Diffusez, le mal est fait
L’un des enjeux est celui de la réception de ce type de vidéos. Lorsqu’un contenu devient viral, le fact-checking intervient souvent trop tard. Une fois la première impression installée, rares sont les citoyens qui reviennent vérifier l’information. Plus ces contenus se multiplient, plus la distorsion entre réalité et fiction grandit, plus la capacité à distinguer une analyse fondée d’une représentation fantasmée s’affaiblit. La France n’est d’ailleurs plus spectatrice de ces évolutions. Lors des municipales de 2026, l’équipe de Sarah Knafo a largement utilisé des visuels générés par IA pour illustrer sa vision de Paris, au point que certains lieux représentés ne correspondaient plus à la réalité. Du côté de Gabriel Attal, l’IA sert déjà à automatiser certaines tâches de campagne, produire des contenus ou analyser des données. D’autres formations développent des assistants capables de générer des argumentaires militants, de tester des propositions auprès de panels d’électeurs virtuels ou d’analyser en temps réel les réactions de l’opinion. Des garde-fous ont commencé à être mis en place. Les contenus générés par IA doivent être signalés et certains usages trompeurs des deepfakes sont davantage encadrés à l’approche des scrutins. Mais de nombreux observateurs soulignent que la réglementation peine à suivre le rythme des usages. Lorsqu’une vidéo peut être produite en quelques heures, diffusée massivement sur les réseaux sociaux et toucher des millions de personnes avant même d’être identifiée comme trompeuse, la question n’est plus seulement celle de l’interdiction mais celle de la capacité à agir suffisamment vite.
Réalisez, ça ne vaut plus rien
L’économie de la communication politique est aussi en train de changer. Produire une vidéo générée par IA coûte une fraction du prix d’une campagne publicitaire classique. Son potentiel de diffusion est immense. Face à un adversaire qui utilise ces outils, il devient difficile de ne pas entrer dans la même logique sous peine de voir son influence décrocher. Une forme de course à l’armement numérique semble déjà engagée. Cette dynamique dépasse d’ailleurs largement les seuls candidats. Partisans, militants ou simples citoyens disposent désormais des mêmes outils de création et de diffusion. Chacun peut produire des images, vidéos ou contenus politiques susceptibles d’influencer le débat public, avec des limites qui relèvent souvent davantage de l’éthique individuelle que du cadre légal.

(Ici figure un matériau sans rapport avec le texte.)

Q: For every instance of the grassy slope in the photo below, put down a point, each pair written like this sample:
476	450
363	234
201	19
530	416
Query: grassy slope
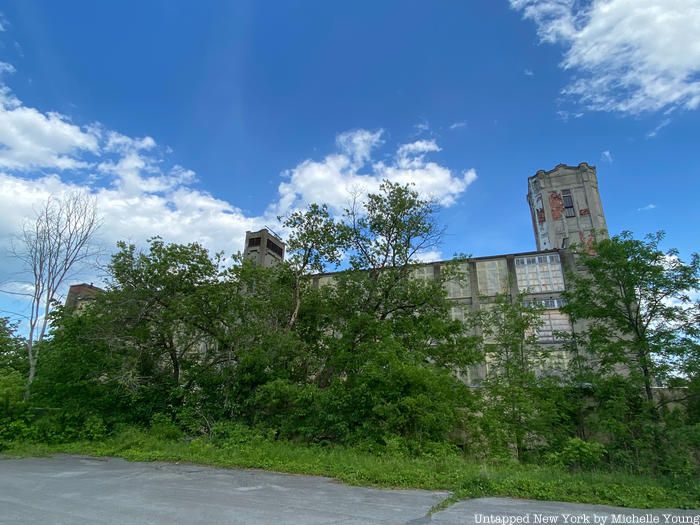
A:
464	478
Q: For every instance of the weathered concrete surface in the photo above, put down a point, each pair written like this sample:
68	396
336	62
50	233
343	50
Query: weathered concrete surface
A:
529	512
77	490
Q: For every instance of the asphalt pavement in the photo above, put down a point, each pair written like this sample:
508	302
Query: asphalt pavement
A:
80	490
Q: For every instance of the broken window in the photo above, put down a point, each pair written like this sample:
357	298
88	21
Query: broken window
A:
569	210
539	274
459	287
492	276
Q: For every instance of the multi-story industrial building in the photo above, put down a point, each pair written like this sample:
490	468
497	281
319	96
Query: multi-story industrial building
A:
566	210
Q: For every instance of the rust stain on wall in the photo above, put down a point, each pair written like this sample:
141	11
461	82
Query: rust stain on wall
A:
556	204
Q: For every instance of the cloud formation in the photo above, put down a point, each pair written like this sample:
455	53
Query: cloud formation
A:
140	195
626	56
339	175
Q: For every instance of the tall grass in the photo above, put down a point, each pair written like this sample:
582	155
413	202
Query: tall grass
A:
451	472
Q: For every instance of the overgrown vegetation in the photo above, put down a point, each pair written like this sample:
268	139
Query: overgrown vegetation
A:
356	375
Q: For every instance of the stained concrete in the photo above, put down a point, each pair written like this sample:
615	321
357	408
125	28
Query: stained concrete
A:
79	490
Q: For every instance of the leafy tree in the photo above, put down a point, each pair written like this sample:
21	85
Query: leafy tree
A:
315	241
635	300
13	366
640	329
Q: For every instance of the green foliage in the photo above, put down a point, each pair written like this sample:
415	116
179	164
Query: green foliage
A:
237	446
579	454
227	362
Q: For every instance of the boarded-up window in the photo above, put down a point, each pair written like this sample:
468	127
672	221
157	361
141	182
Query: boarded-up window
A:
459	287
541	273
423	273
492	276
553	323
457	313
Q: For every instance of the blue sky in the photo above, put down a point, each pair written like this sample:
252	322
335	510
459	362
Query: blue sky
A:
197	121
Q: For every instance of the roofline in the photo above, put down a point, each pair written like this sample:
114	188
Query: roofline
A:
563	166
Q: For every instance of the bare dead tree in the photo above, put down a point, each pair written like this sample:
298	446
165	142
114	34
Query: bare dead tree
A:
52	245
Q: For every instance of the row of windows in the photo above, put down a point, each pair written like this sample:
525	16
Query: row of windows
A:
539	259
549	304
552	323
539	274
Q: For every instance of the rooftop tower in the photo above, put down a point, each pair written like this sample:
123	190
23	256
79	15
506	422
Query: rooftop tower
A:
565	207
264	247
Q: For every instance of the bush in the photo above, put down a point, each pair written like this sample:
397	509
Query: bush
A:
578	454
162	427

Manipulez, la confiance s’effondre
La question qui se pose est donc celle du débat démocratique lui-même. Quelle place restera-t-il aux arguments, à la confrontation des idées, à la complexité des projets politiques lorsque la tentation sera toujours plus forte de simplifier le réel, de l’exagérer ou de le mettre en scène ? Cette interrogation vaut également pour les risques d’ingérences étrangères, qui utilisent déjà les réseaux sociaux et l’IA pour tenter d’influencer les opinions publiques dans plusieurs démocraties. À l’approche de nouvelles échéances électorales, le défi n’est donc pas seulement technologique. Il concerne notre capacité collective à préserver une frontière entre ce qui relève du débat démocratique et ce qui relève de la fabrication de réalités alternatives. Derrière la question de l’intelligence artificielle, c’est bien celle de la confiance qui est en jeu.